Perhaps even more significantly, the visual tasks of larvae and adults rarely have much in common. Larval vision is primarily concerned with orientation in the water column, vertical migration, and avoidance of predators (Forward et al., 1984; Tankersley et al., 1995). Adult vision is employed for far more elaborate tasks in addition to these: navigation, prey recognition and capture, spatial vision, mate selection, and communication (see reviews of Wehner, 1981; Cronin, 1986). Consequently, adult eyes are often quite unlike those of the larvae (for an example drawn from the stomatopods, see Fig. 1). Even when adult and larval crustaceans inhabit the same environments (as in the case of mesopelagic shrimps, such as the oplophorids), the adult visual system is far more complex than what exists in the larval stages and demands specialized ocular adaptations.

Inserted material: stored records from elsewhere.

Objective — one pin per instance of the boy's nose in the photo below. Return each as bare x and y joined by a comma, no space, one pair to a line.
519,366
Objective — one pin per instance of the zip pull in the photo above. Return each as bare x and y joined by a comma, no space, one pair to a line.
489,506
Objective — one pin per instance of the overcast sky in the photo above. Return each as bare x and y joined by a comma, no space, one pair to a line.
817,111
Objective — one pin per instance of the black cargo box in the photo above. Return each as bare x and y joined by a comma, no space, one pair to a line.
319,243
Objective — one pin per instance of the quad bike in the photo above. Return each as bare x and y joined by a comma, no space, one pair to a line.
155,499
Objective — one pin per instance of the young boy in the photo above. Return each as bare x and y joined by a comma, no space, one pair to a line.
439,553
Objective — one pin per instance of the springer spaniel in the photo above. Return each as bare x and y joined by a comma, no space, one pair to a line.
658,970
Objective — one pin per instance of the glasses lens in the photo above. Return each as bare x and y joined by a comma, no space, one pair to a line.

In this review, we will focus primarily on crustacean taxa that include large, powerful marine animals as adults: decapods and stomatopods. Less is known of larval sensory development in other crustaceans, many of which undergo direct development and thereby avoid the challenge of metamorphosis in any case. Our focus will be on the structure and function of the eyes of planktonic crustacean larvae, as these seem to be similar throughout the group, and on some of the changes that must occur as the eye takes on the structure and functions required by the adult.
STRUCTURE OF CRUSTACEAN LARVAL EYES
Throughout the euphausiids, decapods, and stomatopods, larvae invariably possess compound eyes, which are naturally complicated structures. Making such an eye presents a planktonic crustacean larva with an impossible dilemma: the primary passive defense of plankton is transparency, but photoreceptors by definition must absorb light and thereby sacrifice transparency (see Nilsson, 1996 for discussion). The problem is compounded by the need to shield the independent optical units of the eye to preserve some level of optical independence between them and to reduce off-axis stimulation. This screening requires additional light-absorbing material, decreasing transparency yet further. Crustacean larvae respond in the simplest possible way to this challenge; they condense their retinas to a tiny clump in the eye's center, packing the visual and screening pigments into a compact mass. The optical design of a compound eye that permits the smallest retinal radius is the apposition type, so it is not surprising that this is the optical plan used in all larval crustacean compound eyes (Fincham, 1984; Nilsson, 1983; Nilsson et al., 1986; Cronin, 1986; Douglas and Forward, 1989; Gaten, 1998).
Each photoreceptor unit in an apposition compound eye receives input through a single optical system. With proper design (Nilsson, 1983), the optics can be isolated in each ommatidium without shielding and thus remain transparent, as their function is only to refract light onto the receptors. In crustacean larval eyes, the receptor array is tightly bunched into a sphere surrounding the geometrical center of the eye. This array consists of radially oriented photoreceptors (rhabdoms) separated by screening pigment. As mentioned above, the screening pigment is essential; otherwise, the rhabdoms would receive light from all directions, destroying any spatial information. The pigment must lie not only alongside receptors, but also underneath them to prevent light entering from the "wrong" end.